Taunusstein : Driesen, 2. Aufl. 2009 (Driesen Sprach- und Literaturwissenschaften). - 140 S. ; 19 cm. Zugl.: Frankfurt (Main), Universität, Magisterarbeit, 1997. ISBN 978-3-86866-090-6 kart., EUR 19,00
Irmgard Keun war eine ungewöhnliche und auch widersprüchliche Persönlichkeit im deutschen Literaturbetrieb. Sie machte Schlagzeilen als Fräuleinwunder, als schreibende Frau, die schon mit einundzwanzig Jahren zur Bestsellerautorin avancierte, als Schriftstellerin, die kein Blatt vor den Mund nahm, als moderne Frau. Im Zentrum ihrer Aufmerksamkeit steht das alltägliche Leben des deutschen Kleinbürgertums vor, während und nach der nationalsozialistischen Diktatur. Ihre Darstellung der deutschen Gesellschaft ist beißend, ironisch und stets treffsicher.

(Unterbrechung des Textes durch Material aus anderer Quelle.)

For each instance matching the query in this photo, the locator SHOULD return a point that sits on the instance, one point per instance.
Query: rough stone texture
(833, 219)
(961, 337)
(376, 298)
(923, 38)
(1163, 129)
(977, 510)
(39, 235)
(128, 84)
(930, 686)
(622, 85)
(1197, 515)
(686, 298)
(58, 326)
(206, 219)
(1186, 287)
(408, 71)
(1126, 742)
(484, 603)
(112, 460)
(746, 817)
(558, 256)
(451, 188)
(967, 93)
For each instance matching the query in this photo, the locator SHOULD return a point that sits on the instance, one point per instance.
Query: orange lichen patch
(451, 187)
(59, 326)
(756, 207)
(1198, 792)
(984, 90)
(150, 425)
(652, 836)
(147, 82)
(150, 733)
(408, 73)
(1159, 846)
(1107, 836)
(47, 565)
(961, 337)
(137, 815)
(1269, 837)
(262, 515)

Stephanie Bender untersucht die Stör-Erfahrungen, die die Lebenskonzepte der Protagonistinnen in Irmgard Keuns Romanen ins Wanken bringen. Die Autorin zeigt, wie die Romanfiguren auf diese Lebenskrisen reagieren, welche Lösungsmechanismen ihnen zur Verfügung stehen und inwiefern sich eine kontinuierliche Entwicklung der beschriebenen Personen ablesen lässt.

Inhaltsverzeichnis

1.Inhalt
2. Früher Ruhm - Irmgard Keun in der Weimarer Republik
2.1 Aspekte der Neuen Sachlichkeit in Irmgard Keuns Romanen der Weimarer Republik
2.2 Die "Neuen Frauen".
2.3 Gilgi - eine von uns.
2.3.1 Wir werden es schaffen.
2.3.2 Betriebsstörung.
2.3.3 ...ich wollte mich freikaufen.
2.3.4 ...weil ich mehr und stärker will.
2.4 Das kunstseidene Mädchen.
2.4.1 Ich werde ein Glanz.
2.4.2 Da war ich ein Film und eine Wochenschau.
2.4.3 Ich bin was ganz Solides.
3. Die Exilromane.
3.1 Der lange Weg ins Exil.
3.2 Das Mädchen, mit dem die Kinder nicht verkehren durften.

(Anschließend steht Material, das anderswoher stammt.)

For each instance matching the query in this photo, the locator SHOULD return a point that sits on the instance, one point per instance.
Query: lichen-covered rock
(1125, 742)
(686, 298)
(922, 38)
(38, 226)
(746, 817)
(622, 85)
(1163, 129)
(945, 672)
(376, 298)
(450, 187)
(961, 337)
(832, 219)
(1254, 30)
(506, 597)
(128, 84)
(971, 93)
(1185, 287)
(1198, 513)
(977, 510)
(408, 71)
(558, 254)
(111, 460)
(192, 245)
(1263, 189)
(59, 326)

3.2.1 ...ich weiß jetzt wirklich Bescheid.
3.3 Nach Mitternacht.
3.3.1 Sanna - ...ich wollte nicht, daß sie gegen mich waren.
3.3.2 Algin - Ballast abwerfen.
3.3.3 Heini - Die Maus hat ausgepiepst.
3.3.4 Liska - über Männer und Liebe.
3.3.5 Tante Adelheid - ...schlimmer als tausendfeindliche Flugzeuge.
3.4 D-Zug dritter Klasse.
3.4.1 Lenchen I - Warten auf den Märchenprinzen.
3.4.2 Lenchen II - unpolitisch aus Unfähigkeit?
3.4.3 Lenchen III - Leiden am Exil.
3.5 Kind aller Länder.
3.5.1 Die Position der kindlichen Erzählerin.
3.5.2 Kullys Vater - Heimat Europa.
3.5.3 Kully - Ich habe schon viel herausgefunden.
3.5.4 Annchen - Weinen und warten.
4. Irmgard Keun und die Bundesrepublik Deutschland
4.1 Drei literarische Lager in Westdeutschland.
4.2 Ferdinand, der Mann mit dem freundlichen Herzen.
4.2.1 ...mal in Ruhe aussortieren können.
4.2.2 Nachkriegspanoptikum oder normale Zeiten.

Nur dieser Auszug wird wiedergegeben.